Wenn es um ursprüngliche fränkische Dorfmusik geht, gespielt mit Blech, Klarinette und Quetschen im Wirtshaus, auf der Kerwa oder auf dem Tanzboden, und wenn sie so überschäumend fröhlich und fetzig dargeboten wird wie beim ersten offenen Musikantentreffen in Morschreuth, dann muss der Herrgott ein Franke sein.
Und da war der lauschige Biergarten „Die Höh‘ “ im örtlichen Gasthaus der richtige Ort für das Zusammentreffen vieler Gruppen und Solisten aus dem heimatlichen Umfeld. Es war ein gelungener, großartiger Abend, dem auch einsetzender Regen nichts anhaben konnte. Es wurde einfach im Wirtshaus weitergespielt und -gesungen. Die Organisatoren – Musiker Herbert Gröschel und Bläser/Orchesterleiter Wojciech Grabietz – riefen und alle kamen, die einmal abseits ihrer vielen Termine einfach aus Freude an der Musik musizieren und Gleichgesinnte treffen wollten.
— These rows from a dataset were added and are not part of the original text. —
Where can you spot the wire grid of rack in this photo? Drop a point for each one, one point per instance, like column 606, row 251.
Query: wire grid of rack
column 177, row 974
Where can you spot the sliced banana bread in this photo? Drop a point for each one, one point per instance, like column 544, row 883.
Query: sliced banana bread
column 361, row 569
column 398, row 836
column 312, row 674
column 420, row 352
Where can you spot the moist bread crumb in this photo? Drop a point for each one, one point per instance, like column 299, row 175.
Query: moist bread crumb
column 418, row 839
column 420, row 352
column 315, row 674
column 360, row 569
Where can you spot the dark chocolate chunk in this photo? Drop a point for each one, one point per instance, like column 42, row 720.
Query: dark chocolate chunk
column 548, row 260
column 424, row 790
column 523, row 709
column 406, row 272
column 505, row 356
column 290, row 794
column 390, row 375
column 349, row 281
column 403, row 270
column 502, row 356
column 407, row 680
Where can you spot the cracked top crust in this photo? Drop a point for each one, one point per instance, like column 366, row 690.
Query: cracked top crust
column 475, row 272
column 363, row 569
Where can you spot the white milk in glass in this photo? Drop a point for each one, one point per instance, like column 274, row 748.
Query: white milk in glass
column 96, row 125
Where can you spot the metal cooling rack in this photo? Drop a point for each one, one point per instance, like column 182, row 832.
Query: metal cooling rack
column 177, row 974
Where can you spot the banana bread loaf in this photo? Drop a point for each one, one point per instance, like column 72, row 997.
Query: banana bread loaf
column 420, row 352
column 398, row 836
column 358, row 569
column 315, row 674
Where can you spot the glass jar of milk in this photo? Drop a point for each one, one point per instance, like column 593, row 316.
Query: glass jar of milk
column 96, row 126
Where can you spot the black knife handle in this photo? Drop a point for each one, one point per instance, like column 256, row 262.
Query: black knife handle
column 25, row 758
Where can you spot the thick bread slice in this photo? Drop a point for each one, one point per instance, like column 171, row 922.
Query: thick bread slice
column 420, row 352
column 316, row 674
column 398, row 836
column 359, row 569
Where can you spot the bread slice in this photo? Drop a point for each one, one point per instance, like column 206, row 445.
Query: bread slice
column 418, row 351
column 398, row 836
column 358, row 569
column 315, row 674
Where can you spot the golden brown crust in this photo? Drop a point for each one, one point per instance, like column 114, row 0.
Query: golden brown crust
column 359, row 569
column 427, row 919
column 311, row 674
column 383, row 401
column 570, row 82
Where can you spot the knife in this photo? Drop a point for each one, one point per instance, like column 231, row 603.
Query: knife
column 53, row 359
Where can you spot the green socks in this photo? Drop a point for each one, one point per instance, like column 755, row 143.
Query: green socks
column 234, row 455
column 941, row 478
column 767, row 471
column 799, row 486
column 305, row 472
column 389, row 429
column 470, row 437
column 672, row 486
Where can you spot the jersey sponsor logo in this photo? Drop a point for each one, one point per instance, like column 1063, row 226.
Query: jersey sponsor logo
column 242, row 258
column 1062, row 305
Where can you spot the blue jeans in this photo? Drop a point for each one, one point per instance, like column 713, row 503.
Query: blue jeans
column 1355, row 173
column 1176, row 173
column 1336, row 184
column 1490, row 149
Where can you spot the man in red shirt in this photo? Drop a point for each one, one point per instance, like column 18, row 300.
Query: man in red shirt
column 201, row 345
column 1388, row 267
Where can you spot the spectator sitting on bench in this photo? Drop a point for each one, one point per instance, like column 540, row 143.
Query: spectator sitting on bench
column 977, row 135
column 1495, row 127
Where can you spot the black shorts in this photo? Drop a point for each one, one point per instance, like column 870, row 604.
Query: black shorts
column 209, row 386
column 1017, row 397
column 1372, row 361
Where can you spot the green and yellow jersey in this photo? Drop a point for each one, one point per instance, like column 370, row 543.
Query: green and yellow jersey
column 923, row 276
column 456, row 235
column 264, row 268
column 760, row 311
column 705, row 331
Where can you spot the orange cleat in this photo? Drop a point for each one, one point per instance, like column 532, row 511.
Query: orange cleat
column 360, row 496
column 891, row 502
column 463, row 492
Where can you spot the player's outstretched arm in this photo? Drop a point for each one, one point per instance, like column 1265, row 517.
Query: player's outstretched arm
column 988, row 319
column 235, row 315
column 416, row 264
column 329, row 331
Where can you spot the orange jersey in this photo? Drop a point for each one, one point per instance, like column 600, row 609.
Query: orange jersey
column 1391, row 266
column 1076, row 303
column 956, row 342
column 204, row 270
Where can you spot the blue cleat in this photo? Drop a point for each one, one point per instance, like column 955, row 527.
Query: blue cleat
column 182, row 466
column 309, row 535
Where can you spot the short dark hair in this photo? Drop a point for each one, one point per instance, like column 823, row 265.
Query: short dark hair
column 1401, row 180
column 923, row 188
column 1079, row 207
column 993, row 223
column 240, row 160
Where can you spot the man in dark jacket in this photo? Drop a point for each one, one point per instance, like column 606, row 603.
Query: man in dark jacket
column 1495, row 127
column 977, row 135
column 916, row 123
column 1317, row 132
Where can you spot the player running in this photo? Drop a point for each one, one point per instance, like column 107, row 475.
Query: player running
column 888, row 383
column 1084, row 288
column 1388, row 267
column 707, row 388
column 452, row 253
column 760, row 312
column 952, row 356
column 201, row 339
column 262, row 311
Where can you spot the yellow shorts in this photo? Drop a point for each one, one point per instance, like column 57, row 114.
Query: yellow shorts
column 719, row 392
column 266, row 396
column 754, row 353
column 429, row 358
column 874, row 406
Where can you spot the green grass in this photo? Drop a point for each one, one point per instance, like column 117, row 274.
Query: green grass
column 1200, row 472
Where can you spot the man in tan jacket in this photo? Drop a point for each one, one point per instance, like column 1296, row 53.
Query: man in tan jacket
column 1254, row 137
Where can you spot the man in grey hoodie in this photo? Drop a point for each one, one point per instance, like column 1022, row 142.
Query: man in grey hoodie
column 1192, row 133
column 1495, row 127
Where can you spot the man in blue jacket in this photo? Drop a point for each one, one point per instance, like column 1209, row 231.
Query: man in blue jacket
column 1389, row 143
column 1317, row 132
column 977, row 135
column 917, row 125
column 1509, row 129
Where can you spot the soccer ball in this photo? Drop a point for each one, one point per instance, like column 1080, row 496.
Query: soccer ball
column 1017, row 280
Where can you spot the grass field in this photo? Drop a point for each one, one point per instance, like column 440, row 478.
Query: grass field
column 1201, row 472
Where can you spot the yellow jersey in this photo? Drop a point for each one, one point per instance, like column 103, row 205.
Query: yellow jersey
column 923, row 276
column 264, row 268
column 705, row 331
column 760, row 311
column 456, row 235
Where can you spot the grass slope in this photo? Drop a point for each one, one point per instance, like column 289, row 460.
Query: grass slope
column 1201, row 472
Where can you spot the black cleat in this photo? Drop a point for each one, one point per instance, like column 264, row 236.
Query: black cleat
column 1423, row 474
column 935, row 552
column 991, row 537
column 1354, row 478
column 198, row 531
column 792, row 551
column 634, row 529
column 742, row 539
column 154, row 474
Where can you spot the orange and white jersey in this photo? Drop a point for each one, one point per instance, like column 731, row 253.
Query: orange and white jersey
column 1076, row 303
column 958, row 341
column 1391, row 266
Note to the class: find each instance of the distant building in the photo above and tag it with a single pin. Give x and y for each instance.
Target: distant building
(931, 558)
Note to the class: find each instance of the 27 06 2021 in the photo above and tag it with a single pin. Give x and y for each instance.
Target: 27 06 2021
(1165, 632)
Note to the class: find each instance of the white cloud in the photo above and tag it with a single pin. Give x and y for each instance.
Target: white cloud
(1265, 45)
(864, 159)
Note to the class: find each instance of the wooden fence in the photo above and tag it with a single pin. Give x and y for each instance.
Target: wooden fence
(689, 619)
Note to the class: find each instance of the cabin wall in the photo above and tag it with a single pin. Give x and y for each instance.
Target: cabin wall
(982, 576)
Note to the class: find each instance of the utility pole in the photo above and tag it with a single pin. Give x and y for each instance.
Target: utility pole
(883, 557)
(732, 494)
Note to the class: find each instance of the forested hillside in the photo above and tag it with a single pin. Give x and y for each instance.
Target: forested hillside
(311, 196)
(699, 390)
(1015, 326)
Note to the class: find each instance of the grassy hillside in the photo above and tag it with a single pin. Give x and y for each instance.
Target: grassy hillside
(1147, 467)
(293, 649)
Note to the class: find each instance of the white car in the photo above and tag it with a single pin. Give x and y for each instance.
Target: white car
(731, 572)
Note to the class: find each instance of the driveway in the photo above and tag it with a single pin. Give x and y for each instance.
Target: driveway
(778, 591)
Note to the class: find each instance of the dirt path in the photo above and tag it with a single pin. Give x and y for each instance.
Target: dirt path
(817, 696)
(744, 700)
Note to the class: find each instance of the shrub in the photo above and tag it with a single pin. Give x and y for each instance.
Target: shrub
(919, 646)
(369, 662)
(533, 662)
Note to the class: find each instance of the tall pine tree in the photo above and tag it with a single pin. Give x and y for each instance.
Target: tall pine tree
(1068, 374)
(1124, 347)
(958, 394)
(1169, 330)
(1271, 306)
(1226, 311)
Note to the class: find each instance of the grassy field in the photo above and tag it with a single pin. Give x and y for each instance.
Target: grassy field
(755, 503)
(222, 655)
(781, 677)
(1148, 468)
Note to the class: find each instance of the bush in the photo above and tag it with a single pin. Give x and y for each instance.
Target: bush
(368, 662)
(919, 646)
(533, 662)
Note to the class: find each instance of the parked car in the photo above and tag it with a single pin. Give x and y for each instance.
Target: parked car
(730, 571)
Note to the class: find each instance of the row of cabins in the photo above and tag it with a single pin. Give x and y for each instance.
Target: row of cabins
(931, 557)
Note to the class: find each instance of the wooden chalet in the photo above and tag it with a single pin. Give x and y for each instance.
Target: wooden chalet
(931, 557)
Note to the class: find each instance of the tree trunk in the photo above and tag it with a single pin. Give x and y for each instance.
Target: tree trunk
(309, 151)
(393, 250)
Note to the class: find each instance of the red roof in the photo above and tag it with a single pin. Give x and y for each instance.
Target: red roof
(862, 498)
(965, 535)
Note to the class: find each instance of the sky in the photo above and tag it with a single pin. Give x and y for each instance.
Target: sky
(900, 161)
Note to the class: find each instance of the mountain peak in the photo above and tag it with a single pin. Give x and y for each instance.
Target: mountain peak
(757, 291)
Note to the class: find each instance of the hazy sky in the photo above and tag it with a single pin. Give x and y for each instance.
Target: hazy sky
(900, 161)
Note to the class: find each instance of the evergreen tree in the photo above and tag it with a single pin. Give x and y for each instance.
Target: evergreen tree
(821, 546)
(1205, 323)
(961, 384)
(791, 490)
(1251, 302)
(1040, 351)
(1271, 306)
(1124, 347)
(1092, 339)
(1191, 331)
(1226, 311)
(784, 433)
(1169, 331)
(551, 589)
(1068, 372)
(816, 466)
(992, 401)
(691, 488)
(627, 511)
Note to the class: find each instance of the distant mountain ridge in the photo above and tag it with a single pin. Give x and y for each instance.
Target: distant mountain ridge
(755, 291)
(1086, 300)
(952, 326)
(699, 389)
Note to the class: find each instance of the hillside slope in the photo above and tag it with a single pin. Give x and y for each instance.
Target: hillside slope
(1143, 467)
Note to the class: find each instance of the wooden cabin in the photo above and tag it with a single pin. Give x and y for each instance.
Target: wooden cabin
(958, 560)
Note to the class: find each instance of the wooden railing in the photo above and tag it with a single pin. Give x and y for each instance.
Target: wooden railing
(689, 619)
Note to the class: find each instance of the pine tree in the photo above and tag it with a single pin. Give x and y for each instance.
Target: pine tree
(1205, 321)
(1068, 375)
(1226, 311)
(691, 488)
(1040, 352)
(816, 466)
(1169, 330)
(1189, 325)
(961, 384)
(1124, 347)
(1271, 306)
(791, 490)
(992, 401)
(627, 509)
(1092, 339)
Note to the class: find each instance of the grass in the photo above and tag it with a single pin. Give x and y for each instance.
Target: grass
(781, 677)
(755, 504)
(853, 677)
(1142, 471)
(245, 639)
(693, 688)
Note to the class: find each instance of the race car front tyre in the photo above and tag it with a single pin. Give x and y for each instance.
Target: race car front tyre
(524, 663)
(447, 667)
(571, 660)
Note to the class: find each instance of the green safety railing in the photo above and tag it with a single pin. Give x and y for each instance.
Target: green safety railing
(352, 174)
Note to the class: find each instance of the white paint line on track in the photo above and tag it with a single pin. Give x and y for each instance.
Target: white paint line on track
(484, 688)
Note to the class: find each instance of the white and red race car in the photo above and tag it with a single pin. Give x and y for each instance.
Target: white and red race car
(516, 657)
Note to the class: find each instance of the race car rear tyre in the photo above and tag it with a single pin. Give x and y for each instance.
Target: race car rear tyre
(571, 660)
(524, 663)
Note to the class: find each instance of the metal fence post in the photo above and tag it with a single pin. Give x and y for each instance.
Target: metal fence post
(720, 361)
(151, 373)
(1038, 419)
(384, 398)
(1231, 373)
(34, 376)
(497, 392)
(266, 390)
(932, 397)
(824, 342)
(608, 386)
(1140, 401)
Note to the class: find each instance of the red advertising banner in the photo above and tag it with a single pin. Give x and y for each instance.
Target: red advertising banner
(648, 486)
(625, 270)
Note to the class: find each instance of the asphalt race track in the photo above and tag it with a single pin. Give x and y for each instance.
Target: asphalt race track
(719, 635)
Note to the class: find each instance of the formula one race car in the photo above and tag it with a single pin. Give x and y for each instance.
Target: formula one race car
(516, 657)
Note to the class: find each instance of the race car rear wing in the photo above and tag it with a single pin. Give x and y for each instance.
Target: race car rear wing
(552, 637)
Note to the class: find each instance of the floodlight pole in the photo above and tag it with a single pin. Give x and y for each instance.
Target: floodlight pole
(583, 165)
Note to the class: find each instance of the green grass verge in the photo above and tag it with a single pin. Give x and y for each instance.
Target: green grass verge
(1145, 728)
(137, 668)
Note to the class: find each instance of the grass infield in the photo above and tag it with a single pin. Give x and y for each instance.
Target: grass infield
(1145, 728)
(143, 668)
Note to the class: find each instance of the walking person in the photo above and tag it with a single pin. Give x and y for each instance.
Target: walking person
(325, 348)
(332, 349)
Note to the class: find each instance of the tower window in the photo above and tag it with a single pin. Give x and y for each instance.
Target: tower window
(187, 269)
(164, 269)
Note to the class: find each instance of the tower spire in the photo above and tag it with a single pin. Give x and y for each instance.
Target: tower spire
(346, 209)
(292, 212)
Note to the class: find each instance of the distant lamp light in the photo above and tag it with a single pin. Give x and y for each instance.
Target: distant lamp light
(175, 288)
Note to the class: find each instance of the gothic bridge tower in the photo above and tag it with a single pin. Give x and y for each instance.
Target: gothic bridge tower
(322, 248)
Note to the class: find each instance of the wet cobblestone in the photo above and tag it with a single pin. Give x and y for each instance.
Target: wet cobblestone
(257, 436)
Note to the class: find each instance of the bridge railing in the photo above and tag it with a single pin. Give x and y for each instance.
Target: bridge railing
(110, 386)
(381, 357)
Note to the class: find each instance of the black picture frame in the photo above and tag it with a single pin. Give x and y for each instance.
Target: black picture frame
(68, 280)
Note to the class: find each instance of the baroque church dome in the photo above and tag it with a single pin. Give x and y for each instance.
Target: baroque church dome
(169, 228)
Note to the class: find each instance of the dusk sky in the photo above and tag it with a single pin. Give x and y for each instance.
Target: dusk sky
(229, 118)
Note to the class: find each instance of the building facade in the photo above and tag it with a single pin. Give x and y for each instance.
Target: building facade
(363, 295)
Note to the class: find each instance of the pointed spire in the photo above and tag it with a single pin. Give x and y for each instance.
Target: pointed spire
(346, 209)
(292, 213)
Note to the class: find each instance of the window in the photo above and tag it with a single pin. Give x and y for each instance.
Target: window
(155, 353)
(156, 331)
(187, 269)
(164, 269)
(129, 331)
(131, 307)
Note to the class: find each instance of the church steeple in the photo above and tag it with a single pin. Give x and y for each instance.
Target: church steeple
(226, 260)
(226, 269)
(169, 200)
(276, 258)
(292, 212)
Sie saßen an Tischen mitten unter dem Publikum, ohne festes Programm und ohne Bühne, und warfen sich die Notenbälle hin und her. Herbert Gröschel, weitbekannter Akkordeonist und Alleinunterhalter, sagte eingangs, es solle kein Wirtshaussingen sein, um die Musiker und Musikerinnen zur Geltung kommen zu lassen.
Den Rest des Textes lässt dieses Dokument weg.